Modified from Kasmar AG, Hooper D. Pharmacology of bacterial infections: cell wall synthesis. In Golan DE, Tashjian, Jr. AH, Armstrong EJ, Armstrong AW. Ed. Principles of pharmacology. The pathophysiologic basis of drug therapy. 2nd ed. 2008. Wolters Kluwer/Lippincott Williams & Wilkins. Baltimore, MD.8
Step 1. Monomer synthesis | Step 2. Monomer polymerization | Step 3. Polymer cross-linking
A number of drugs inhibit cell wall synthesis. Most important are vancomycin, which targets monomer polymerization; and the β-lactams, e.g., penicillins and cephalosporins, which block polymer cross-linking.8,33-41 β-lactam antibacterial agents also activate autolysins. Autolysins punch holes in bacterial cell wall and disrupt its integrity.8 Transpeptidase antagonism and autolysis prevent bacterial self-maintenance, i.e., remodeling and repair; and replication.

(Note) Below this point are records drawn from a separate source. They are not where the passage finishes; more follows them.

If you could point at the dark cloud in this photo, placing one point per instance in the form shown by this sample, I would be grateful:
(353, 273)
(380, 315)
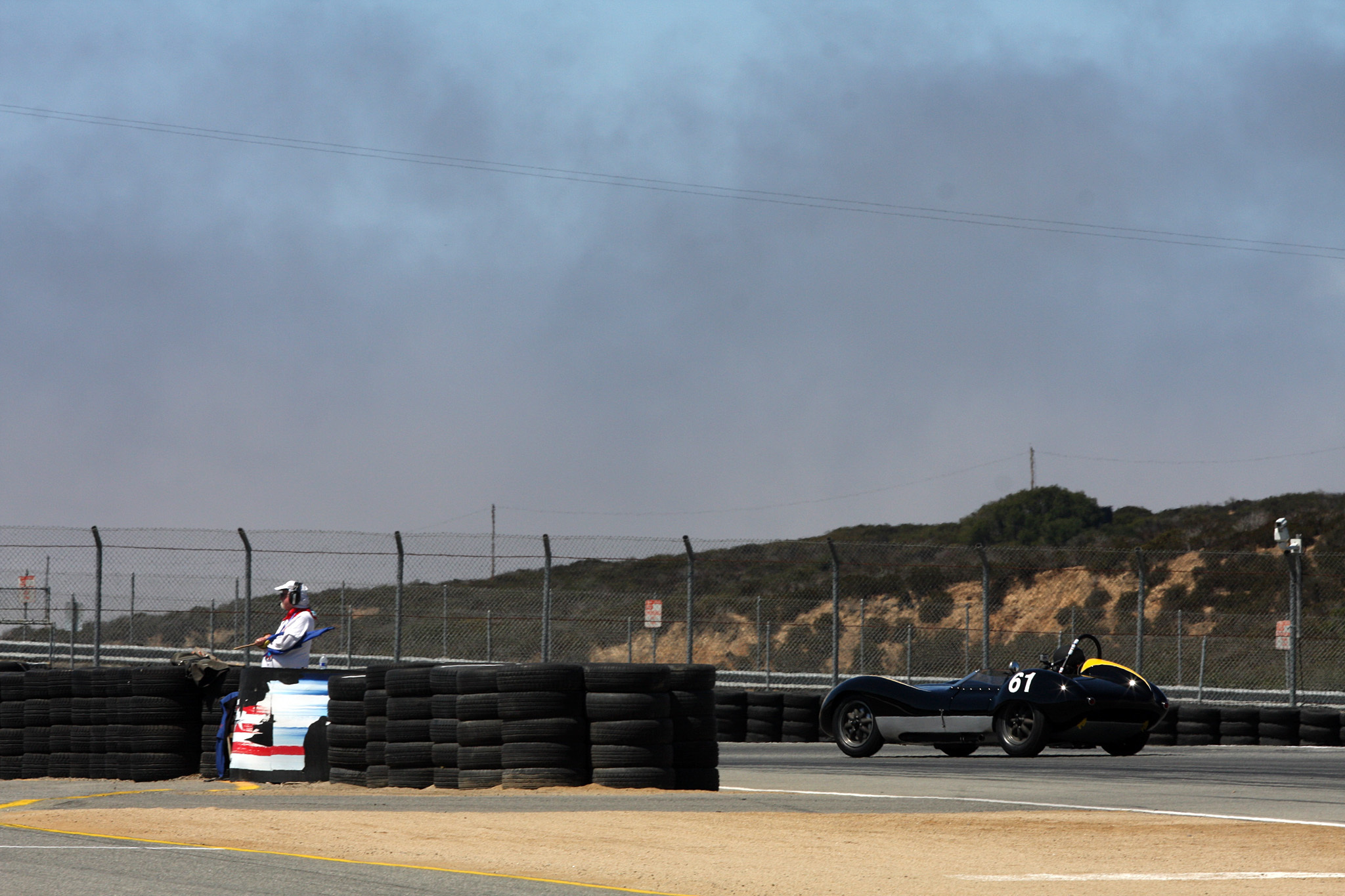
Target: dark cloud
(211, 333)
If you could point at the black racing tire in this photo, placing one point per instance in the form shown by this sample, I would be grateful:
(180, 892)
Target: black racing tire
(444, 756)
(626, 677)
(618, 757)
(443, 706)
(485, 733)
(412, 778)
(408, 681)
(347, 687)
(475, 707)
(376, 702)
(347, 757)
(347, 735)
(472, 680)
(408, 708)
(545, 756)
(354, 777)
(560, 677)
(409, 756)
(479, 778)
(408, 730)
(621, 706)
(565, 730)
(958, 750)
(695, 778)
(857, 729)
(1128, 747)
(632, 733)
(1021, 730)
(695, 756)
(542, 777)
(443, 731)
(518, 706)
(376, 775)
(626, 778)
(694, 676)
(478, 758)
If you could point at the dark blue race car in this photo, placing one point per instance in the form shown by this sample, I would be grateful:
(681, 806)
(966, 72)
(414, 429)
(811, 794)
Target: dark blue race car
(1071, 700)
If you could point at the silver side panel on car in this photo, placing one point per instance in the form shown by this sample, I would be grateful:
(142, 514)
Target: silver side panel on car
(893, 727)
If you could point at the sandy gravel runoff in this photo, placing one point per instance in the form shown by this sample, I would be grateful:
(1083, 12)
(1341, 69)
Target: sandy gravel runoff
(780, 853)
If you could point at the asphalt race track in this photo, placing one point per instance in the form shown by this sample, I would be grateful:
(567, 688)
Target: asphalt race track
(1262, 782)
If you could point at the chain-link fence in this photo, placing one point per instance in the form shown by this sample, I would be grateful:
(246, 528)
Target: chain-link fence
(785, 614)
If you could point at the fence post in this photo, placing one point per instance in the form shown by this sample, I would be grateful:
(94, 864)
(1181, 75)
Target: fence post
(397, 599)
(246, 595)
(546, 599)
(97, 599)
(1179, 648)
(1296, 589)
(835, 613)
(1139, 612)
(861, 636)
(1200, 685)
(908, 652)
(690, 597)
(985, 609)
(767, 656)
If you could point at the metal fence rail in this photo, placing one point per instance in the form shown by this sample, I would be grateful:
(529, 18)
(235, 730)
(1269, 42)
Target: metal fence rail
(1201, 624)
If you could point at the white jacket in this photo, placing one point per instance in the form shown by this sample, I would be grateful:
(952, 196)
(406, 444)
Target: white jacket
(292, 630)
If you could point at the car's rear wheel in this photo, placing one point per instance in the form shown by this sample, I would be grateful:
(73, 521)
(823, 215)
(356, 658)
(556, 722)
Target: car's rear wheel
(857, 730)
(1128, 747)
(958, 750)
(1021, 730)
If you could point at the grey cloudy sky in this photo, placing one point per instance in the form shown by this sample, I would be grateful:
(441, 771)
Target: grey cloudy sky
(214, 333)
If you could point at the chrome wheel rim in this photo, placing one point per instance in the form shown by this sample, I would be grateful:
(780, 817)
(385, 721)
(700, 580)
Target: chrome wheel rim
(857, 725)
(1019, 725)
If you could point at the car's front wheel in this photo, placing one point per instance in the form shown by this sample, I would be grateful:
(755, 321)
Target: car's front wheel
(1021, 730)
(857, 730)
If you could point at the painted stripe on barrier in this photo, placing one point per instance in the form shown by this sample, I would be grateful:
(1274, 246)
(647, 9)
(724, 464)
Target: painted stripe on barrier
(346, 861)
(1025, 802)
(1197, 875)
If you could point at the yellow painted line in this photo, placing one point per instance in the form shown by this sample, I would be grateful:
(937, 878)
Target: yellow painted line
(346, 861)
(116, 793)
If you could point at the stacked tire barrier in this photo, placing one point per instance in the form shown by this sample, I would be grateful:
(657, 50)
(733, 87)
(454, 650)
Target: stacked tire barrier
(630, 716)
(695, 750)
(376, 727)
(346, 731)
(479, 729)
(408, 753)
(443, 726)
(544, 729)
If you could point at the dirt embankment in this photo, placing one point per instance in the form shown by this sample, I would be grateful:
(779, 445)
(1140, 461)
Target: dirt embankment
(753, 853)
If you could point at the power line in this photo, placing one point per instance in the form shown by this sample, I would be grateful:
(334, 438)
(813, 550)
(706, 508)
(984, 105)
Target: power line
(888, 210)
(771, 507)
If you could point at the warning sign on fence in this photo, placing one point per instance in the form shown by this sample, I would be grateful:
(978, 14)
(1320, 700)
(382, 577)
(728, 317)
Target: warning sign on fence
(653, 614)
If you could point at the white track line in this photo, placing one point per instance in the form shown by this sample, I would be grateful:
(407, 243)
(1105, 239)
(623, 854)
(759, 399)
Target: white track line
(1199, 875)
(1024, 802)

Vancomycin is bactericidal in susceptible organisms. It is primarily effective against aerobic gram-positive cocci and bacilli.8,38-40 It does have activity against some anaerobic gram-positive, but not against gram-negative bacilli. Since facultative and anaerobic gram-positive and gram-negative cocci and bacilli predominate in all types of odontogenic infections, Vancomycin does not have the requisite spectrum to be considered an *empirical* option in treating odontogenic infections.
Penicillins are bactericidal in susceptible organisms.8,34,37 Narrow-spectrum penicillin V potassium and broad-spectrum amoxicillin and amoxicillin with clavulanic acid have the requisite spectra to be considered as *empirical* options in treating odontogenic infections.11,42 However, neither narrow-spectrum nor broad-spectrum penicillins are active against β-lactamase producing bacteria; and certain β-lactamases produced by bacteria now confer resistance to clavulanic acid as well.8,43-51
Penicillin V potassium and amoxicillin formulations are not inactivated by gastric acid and also have the advantage that they may be given with meals. They are widely distributed to most tissues and body fluids, cross the placenta and they are excreted into breast milk. The penicillins undergo hepatic biotransformation. The metabolites and the unchanged fraction of the drugs are excreted rapidly in individuals with normal renal function.
The cephalosporins are bactericidal in susceptible organisms.8,33,35,36,52Most are primarily active against aerobic gram-positive cocci and bacilli. Second generation cephalosporins (e.g., cefaclor) have an overlapping spectra with those of penicillin V potassium and amoxicillin formulations and are more β-lactamase resistant than the first generation cephalosporins. However, cephalosporins, in general, offer no therapeutic advantage over penicillins as empirical options in treating odontogenic infections.